Logo, para compreender a teoria do ordenamento jurídico proposta por Hans Kelsen, necessária se faz
traçar a distinção entre norma jurídica (Rechtsnorm) e proposição jurídica (Rechtssatz).
Com efeito, tem-se que as normas jurídicas não são juízos, nem tampouco traduzem, diretamente,
nenhum comando ou imperativo. Isso porque, a norma é logicamente indicativa e de estrutura
hipotética, uma vez que se limita a ligar um fato condicionante a uma conseqüência – a sanção –, sem
enunciar qualquer juízo a respeito do valor moral ou político dessa conexão. Assim, se a lei natural
discorrer que: se A é, B tem de ser; a lei jurídica, por seu turno, irá declarar: se A é, B deve ser, sendo
que a ligação "deve ser" significa uma forma de conexão inequívoca com a do nexo entre causa efeito.
Note-se que o sentido deste ato é diverso do sentido da proposição jurídica, juízo hipotético, descreve
as relações constituídas, através das normas jurídicas, entre os fatos por elas determinados, ou seja,
descreve o Direito. Importa, ainda, trazer à baila, que a forma de exteriorização do enunciado,
entretanto, não é essencial; o que importa, realmente, é o seu sentido. A norma jurídica, editada pela
autoridade, tem caráter prescritivo e se configura em manifestação de um ato de vontade, enquanto a
proposição jurídica, emanada da doutrina, tem natureza descritiva e decorre de ato de conhecimento.
A função significativa de uma norma jurídica, portanto, não é enunciar, porém prescrever determinado
comportamento humano, i.e., impor um dever[14].
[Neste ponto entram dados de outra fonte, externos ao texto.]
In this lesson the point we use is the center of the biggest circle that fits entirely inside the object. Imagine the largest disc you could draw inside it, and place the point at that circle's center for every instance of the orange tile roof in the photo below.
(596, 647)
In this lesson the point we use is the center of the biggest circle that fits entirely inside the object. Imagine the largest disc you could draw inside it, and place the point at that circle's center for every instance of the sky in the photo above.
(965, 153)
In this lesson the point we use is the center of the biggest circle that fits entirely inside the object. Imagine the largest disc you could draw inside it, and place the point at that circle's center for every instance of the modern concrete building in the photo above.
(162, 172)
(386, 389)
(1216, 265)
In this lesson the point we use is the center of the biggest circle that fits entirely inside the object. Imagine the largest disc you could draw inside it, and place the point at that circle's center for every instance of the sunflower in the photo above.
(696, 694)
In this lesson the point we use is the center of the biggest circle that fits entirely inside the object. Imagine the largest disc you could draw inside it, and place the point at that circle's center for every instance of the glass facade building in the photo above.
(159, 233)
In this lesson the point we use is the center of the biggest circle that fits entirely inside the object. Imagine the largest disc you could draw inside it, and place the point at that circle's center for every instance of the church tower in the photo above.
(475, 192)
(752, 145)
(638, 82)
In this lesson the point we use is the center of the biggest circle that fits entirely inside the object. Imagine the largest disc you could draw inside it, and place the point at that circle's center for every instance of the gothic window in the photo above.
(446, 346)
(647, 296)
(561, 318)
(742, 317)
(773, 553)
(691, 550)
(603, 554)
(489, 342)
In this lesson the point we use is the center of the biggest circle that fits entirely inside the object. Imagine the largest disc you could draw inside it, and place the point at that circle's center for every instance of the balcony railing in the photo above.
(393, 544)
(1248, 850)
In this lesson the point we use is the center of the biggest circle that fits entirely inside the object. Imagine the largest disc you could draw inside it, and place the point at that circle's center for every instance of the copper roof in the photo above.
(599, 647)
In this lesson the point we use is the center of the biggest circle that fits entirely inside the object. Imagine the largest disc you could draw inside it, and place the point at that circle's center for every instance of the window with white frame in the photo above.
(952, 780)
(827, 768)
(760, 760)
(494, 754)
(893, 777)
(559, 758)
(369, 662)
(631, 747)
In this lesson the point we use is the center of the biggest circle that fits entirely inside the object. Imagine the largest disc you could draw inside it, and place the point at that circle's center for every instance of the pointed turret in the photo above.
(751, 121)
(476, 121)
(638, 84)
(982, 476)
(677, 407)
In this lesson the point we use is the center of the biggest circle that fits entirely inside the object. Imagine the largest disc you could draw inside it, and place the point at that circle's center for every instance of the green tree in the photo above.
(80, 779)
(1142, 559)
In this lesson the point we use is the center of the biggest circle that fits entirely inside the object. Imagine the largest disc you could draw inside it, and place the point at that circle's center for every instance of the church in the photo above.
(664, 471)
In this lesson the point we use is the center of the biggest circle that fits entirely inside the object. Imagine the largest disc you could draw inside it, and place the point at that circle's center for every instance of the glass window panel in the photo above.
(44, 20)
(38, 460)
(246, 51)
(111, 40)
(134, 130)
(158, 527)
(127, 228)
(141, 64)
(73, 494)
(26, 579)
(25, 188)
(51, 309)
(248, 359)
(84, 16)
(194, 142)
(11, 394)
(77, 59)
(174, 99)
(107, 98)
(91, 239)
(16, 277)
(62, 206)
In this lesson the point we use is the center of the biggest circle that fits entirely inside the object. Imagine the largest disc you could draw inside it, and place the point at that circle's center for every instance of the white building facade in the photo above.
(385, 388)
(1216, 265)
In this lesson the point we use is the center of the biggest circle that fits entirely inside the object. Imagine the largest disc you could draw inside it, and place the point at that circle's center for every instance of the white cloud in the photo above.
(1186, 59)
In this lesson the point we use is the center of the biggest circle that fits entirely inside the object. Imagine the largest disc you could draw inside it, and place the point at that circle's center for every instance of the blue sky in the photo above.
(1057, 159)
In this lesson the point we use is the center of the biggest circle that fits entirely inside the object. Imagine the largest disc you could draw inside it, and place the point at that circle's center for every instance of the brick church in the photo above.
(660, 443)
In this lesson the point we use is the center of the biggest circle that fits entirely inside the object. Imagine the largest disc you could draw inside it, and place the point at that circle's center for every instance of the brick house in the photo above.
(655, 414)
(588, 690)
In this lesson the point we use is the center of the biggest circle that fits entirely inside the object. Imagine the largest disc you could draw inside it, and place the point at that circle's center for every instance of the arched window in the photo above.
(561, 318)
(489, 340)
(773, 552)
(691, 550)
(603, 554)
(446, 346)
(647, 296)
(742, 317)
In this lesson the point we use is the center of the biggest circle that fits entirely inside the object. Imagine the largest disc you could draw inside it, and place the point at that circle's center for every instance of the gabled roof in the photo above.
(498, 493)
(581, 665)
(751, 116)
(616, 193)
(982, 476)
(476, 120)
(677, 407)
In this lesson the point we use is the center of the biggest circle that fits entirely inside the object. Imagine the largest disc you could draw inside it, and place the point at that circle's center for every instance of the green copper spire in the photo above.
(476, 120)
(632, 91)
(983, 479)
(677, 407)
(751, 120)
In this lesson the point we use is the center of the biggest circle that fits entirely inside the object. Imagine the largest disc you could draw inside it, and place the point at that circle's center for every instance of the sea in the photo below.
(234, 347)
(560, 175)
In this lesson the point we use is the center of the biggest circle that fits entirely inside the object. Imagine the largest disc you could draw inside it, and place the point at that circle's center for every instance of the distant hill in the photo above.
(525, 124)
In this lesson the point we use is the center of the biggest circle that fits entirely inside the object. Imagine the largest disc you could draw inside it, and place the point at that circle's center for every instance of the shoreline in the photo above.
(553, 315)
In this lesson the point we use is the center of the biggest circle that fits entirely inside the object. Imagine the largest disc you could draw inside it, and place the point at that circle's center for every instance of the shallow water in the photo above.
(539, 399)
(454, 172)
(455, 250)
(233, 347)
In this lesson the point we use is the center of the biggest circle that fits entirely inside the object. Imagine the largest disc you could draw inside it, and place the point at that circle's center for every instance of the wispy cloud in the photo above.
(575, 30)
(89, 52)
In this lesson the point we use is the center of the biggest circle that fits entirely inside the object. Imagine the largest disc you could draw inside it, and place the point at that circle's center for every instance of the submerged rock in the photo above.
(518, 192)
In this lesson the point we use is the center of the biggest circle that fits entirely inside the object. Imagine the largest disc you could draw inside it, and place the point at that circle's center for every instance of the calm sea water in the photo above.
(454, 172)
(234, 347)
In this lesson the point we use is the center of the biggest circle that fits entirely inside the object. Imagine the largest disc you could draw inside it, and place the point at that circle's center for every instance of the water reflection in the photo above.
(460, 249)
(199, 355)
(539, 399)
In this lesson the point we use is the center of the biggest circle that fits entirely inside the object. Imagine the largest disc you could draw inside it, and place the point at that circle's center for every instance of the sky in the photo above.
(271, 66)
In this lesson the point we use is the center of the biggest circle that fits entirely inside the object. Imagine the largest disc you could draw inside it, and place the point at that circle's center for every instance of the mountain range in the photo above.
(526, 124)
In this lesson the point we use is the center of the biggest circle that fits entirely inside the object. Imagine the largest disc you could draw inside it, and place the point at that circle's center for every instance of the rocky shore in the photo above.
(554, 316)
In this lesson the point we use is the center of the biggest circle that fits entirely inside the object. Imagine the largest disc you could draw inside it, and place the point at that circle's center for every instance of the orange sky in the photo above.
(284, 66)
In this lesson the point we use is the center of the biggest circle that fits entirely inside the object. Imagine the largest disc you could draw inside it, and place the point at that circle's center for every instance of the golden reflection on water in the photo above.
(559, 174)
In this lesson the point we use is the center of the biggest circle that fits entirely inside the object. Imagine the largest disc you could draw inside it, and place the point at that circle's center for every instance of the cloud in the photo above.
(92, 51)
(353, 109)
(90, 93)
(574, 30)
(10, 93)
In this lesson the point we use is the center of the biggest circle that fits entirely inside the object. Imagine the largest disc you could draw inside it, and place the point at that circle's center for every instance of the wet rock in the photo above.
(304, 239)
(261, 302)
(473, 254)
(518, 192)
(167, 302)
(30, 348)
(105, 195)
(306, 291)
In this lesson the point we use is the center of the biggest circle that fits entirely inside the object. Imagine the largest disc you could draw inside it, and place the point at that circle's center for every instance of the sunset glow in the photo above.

Mister destacar, ainda, a observação de que Kelsen situa as normas jurídicas no plano da validade,
atraindo para estas a aplicação dos princípios lógicos, em especial o princípio da não contradição e as
regras da concludência do raciocínio. Isso se dá, uma vez que tais princípios são aplicáveis unicamente a
proposição cujo resultado seja falso ou verdadeiro – e as proposições da ciência jurídica enquanto
prescrições são válidas ou inválidas.
Daí, possível compreender a crítica do pensador austríaco às proposições de uma teoria metafísica do
direito e sua observação de que, limitada às descrições normativas, à ciência jurídica não cabe
investigar a eficácia da norma, mas tão somente se pronunciar acerca de sua validade formal, ou se
possui vigência. Isso porque, ao discorrer se determinada norma é ou não vivenciada como regra social,
estaria emitindo juízos referentes à ordem do ser, juízos sobre a realidade, o que fere seu propósito de
pureza[15].
A concepção normativista e seu ideal de pureza formulados por Kelsen tem como uma de suas bases a
diferenciação entre lei da natureza e norma jurídica. Isso porque, no mundo do ser (Sein), na natureza
os sistemas de elementos estão interligados entre como causa e efeito, isto é, pelo princípio da
causalidade, que prescreve que “quando é A, B também é (ou será)”. A relação entre pressuposto e
conseqüência está expressa na lei natural, não é produzida[16].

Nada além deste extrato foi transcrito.